Umpherston Cave, just east of the city on the Princes Highway, is named after James Umpherston, who arrived in 1860, and was a foundation member of the Show Society and lived on a property nearby. An interesting display on the steps leading into the cave explains its colourful history, and a Mack logging truck and an old bull-dozer are among logging displays in the beautiful gardens surrounding it.
When James Umpherston first purchased the caves, it was described as an eyesore. He turned it into a tourist attraction, with ferns, shrubs and trees. A broad footpath was cut from the highest point to the bottom of the cave and a wooden staircase erected where previously there had been a dangerous descent. A 1/3rd of the bottom of the cave was covered with water and a boat was let visitors and friends view the grandeur of the cave. On a small island in the lake, at the bottom of the cave, a Robinson Crusoe type hut was erected to create a fairyland scene.

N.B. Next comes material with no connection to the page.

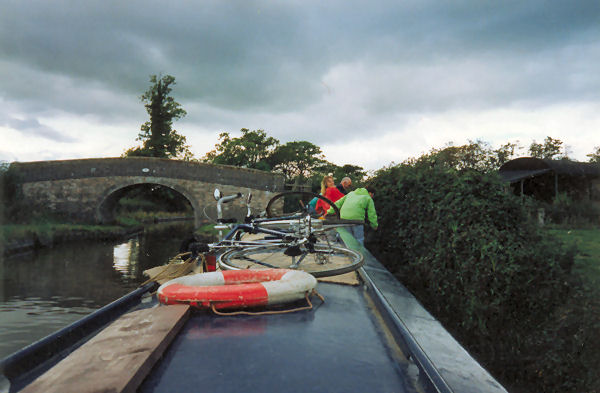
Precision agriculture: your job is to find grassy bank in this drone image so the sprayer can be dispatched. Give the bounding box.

Wooden steps are now hidden behind cascading vines take you down into the centre of the sinkhole and its picturesque garden full of hydrangeas.
Today it is one of Mount Gambier's most popular tourist attractions. It is free to look around but to experience the real charm of this sunken treasure you will have to wait until night falls. At this time about 40 brush tail possums venture out to feed. Tourists are able to go down and feed them any night of the week.